Consultant Reliance: Owner shall make available to Consultant all relevant information pertinent to the Project. Consultant
shall be entitled to rely, without liability or the need for independent verification, on the accuracy and completeness of any and
all information provided by Owner, Owner's consultants and contractors, information from public records, and information
ordinarily or customarily furnished by others, including, but not limited to specialty contractors, manufacturers, suppliers, and
publishers of technical standards.
Certifications: Consultant shall not be required to sign any documents that result in Consultant having to certify, warrant,, or
guarantee the existence of conditions whose existence Consultant cannot ascertain within its services for the Project.
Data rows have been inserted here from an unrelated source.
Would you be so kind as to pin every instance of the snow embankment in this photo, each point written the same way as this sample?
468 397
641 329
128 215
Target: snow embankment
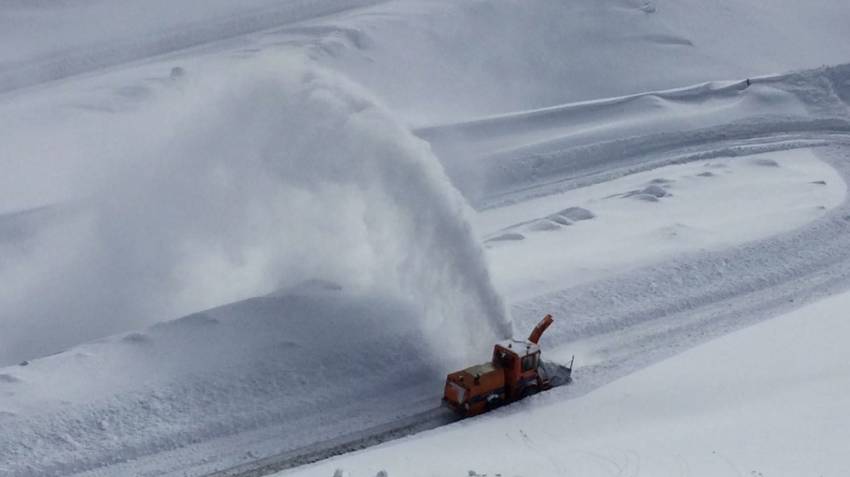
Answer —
561 240
767 400
305 363
508 158
227 187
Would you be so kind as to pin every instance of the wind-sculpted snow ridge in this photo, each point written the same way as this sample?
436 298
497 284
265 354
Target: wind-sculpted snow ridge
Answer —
502 159
287 184
241 184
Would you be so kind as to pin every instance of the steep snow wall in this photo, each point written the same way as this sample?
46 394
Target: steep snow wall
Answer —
237 184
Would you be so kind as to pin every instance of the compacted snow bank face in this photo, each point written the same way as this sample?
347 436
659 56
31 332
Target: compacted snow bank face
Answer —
559 241
767 400
232 185
269 362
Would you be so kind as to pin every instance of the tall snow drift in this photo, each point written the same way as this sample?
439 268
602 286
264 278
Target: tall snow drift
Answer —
240 184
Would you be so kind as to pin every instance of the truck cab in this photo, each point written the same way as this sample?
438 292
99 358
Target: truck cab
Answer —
514 372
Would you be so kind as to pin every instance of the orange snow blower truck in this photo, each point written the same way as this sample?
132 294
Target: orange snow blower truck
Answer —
515 372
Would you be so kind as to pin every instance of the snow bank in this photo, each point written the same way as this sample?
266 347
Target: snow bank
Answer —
767 400
234 185
663 214
265 366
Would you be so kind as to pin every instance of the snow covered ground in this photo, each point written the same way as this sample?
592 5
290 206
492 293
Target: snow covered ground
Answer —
294 178
767 400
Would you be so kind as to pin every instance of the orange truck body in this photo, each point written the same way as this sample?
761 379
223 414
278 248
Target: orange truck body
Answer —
512 374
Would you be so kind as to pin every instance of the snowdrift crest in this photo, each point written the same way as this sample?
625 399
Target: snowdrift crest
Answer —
248 182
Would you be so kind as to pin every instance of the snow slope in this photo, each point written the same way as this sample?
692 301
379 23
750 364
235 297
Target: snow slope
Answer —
183 158
543 245
767 400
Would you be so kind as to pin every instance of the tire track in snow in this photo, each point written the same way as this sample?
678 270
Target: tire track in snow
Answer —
652 313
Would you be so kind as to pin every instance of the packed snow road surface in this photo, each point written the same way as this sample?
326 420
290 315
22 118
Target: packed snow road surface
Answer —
625 315
303 172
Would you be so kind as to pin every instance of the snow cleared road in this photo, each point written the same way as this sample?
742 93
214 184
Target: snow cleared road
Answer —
616 325
222 158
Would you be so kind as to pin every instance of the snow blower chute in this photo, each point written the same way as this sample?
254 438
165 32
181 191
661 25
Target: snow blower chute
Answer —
515 372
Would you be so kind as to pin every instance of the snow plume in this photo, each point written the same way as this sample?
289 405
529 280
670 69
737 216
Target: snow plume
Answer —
244 183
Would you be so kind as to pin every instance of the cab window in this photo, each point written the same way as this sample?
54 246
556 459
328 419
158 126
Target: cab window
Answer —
529 362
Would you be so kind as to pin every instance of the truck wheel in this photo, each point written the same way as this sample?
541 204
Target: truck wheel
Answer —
529 391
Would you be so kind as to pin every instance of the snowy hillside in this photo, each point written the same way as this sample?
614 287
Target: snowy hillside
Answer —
241 237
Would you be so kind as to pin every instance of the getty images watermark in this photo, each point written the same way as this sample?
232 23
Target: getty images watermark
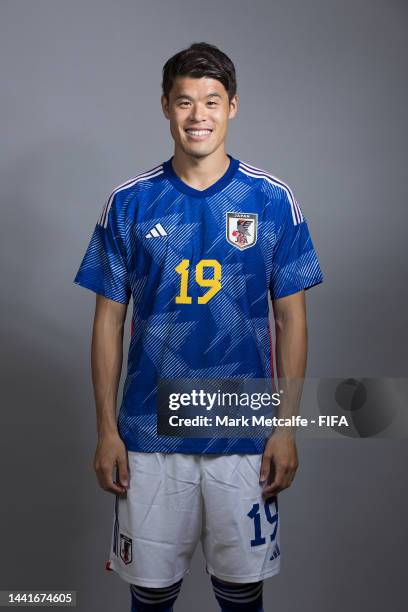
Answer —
312 407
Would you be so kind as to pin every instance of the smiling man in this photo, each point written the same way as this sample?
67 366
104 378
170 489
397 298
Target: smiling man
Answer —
198 242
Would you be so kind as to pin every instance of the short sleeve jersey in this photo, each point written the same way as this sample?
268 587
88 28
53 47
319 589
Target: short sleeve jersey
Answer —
198 266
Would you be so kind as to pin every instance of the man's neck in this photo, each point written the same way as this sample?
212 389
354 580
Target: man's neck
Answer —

Third Parties: Nothing contained in this Agreement shall create a contractual relationship with, or a cause of action in favor of, a
third party against either the Owner or Consultant. Consultant's services hereunder are being performed solely for the benefit of
the Owner, and no other entity shall have any claim against Consultant because of this Agreement or Consultant's performance
of services hereunder.
Severability & Waiver: In the event any of these Contract Provisions are found to be illegal or otherwise unenforceable, the
unenforceable Contract Provisions will be stricken, and those remaining Contract Provisions shall continue in full force and
effect. The failure of either party of this Agreement to insist, in any one or more instances, upon the performance of any of the
terms, covenants or conditions of this Agreement, shall not be construed as a waiver of such term, covenant or right.
Joint Drafting: The Parties expressly agree that this Agreement was jointly drafted, and that they both had opportunity to
negotiate its terms and to obtain the assistance of counsel in reviewing its terms prior to execution. Therefore, this Agreement
shall be construed neither against nor in favor of either Party, but shall be construed in a neutral manner.